OpenBMB / ToolBench

[ICLR'24 spotlight] An open platform for training, serving, and evaluating large language model for tool learning.
https://openbmb.github.io/ToolBench/
Apache License 2.0
4.62k stars 397 forks source link

ToolLLaMa outputs inappropriate responses in candidate ranking. #225

Open TakuyaHiraoka opened 6 months ago

TakuyaHiraoka commented 6 months ago

Very great work!

I'm currently trying to use ToolLLaMa with DFSDT, but it seems that ToolLLaMa outputs inappropriate responses in the candidate ranking in DFSDT.

I use ToolLLaMa with the following command:

python toolbench/inference/qa_pipeline.py --tool_root_dir data/toolenv/tools/ --backbone_model toolllama --model_path ToolBench/ToolLLaMA-2-7b-v2 --max_observation_length 1024 --observ_compress_method truncate --method DFS_woFiler_w2 --input_query_file data/instruction/inference_query_demo.json --output_answer_file ./toolllama_dfs_inference_result --rapidapi_key My_RAPID_API_KEY --use_rapidapi_key

Candidate ranking is performed in toolbench/inference/LLM_rank/rank_candidate.py:

def rank2_subfix(llm_interface,LLM_rank_args, cand1,cand2):
    anscestor_interesction = tree_node.find_ancestor_intersection(cand1,cand2)
    assert anscestor_interesction != None
    intersect_trice = anscestor_interesction.get_former_trice_from_this_node(end_node=None)
    trice_1 = cand1.get_former_trice_from_this_node(end_node=anscestor_interesction)
    trice_2 = cand2.get_former_trice_from_this_node(end_node=anscestor_interesction)

    system_message = LLM_PAIRWISE_RANK_SUBFIX_SYSTEM_PROMPT
    system_message = system_message.replace("{task_description}", LLM_rank_args["task_description"])
    system_message = system_message.replace("{intersect_trice}", intersect_trice)
    system_message = system_message.replace("{candidate_A}",trice_1)
    system_message = system_message.replace("{candidate_B}",trice_2)
    llm_interface.change_messages([{"role":"system","content":system_message},
                                   {"role":"user","content":LLM_PAIRWISE_RANK_USER_PROMPT},
                                   ])
    output,error_code, total_tokens = llm_interface.parse(functions=[],function_call="none",process_id=LLM_rank_args["process_id"])

    if output["content"].strip().lower()[-1] == "a": %  String containing "Candidate A" or "Candidate B" is expected
        return 1, 1, total_tokens
    else:
        return 0, 1, total_tokens

Now, let the inputs (system_message, LLM_PAIRWISE_RANK_USER_PROMPT, and LLM_rank_args) to ToolLLaMa (llm_interface) be:

system_message :
You are value-GPT, which is an expert of defining which trail is better, which trail is more close to solving the task.
All candidate tries to solve this task with some funciton calls:
*******************************
{{TASK_DESCRIPTION}}
You should use functions to help handle the real time user querys.

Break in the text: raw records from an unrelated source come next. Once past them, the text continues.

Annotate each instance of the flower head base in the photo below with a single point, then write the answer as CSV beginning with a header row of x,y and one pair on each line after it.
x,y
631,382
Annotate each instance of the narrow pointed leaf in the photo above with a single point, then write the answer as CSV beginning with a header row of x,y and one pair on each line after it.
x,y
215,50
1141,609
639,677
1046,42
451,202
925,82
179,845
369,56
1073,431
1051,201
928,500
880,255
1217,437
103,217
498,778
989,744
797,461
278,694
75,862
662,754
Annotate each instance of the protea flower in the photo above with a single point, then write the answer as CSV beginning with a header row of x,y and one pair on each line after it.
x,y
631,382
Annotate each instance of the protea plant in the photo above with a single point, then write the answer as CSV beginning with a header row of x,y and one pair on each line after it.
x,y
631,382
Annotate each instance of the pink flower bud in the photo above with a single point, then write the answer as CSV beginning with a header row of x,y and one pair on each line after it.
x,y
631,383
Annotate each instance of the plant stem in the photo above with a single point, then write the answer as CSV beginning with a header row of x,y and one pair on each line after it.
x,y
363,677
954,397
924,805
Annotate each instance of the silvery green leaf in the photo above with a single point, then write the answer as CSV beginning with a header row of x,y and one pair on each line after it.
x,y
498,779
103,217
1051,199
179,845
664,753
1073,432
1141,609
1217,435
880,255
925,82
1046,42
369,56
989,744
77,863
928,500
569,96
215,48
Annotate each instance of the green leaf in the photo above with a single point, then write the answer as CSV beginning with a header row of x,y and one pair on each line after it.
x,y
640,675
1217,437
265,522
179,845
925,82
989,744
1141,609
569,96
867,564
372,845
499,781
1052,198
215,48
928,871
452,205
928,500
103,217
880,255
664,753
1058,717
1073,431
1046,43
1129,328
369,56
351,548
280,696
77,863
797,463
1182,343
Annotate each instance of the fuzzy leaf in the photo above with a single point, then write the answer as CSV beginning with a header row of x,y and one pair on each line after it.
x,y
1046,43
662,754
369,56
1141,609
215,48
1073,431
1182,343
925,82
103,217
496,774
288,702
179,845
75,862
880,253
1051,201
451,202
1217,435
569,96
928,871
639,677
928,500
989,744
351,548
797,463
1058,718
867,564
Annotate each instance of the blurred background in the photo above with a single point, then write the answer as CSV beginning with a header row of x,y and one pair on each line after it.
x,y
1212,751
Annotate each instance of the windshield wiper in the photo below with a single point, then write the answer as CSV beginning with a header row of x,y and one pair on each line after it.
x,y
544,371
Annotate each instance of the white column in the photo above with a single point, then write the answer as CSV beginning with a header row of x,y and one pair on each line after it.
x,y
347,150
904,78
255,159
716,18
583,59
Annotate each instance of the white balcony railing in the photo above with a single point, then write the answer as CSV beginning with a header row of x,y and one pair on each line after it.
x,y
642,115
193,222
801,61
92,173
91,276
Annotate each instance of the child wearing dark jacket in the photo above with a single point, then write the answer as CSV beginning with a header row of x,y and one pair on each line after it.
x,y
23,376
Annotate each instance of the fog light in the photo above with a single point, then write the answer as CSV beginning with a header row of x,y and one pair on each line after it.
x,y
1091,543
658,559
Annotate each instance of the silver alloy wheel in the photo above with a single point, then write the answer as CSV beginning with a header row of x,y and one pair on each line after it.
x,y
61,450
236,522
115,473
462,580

Remember:
1.ALWAYS call "Finish" function at the end of the task. And the final answer should contain enough information to show to the user,If you can't handle the task, or you find that function calls always fail(the function is not valid now), use function Finish->give_up_and_restart.
2.Do not use origin tool names, use only subfunctions' names.
You have access of the following tools:
1.olato_quotes: Olato Quote APIs gives you random quotes about motivation, sucess and love quotes.

{{END_TASK_DESCRIPTION}}
*******************************
First, all candidate do the following things:
None
After that, there are two candidates A and B, they do different things:
*******************************
{{CANDIDATE_A_START}}
step_1: Thought: I am calling the "love_quote_for_olato_quotes" function from the "olato_quotes" tool. This function will provide me with random quotes about love. By using this function, I can fulfill the user's request for meaningful quotes to include in the party decorations. The quotes will celebrate love and add a special touch to the surprise party for the user's best friend.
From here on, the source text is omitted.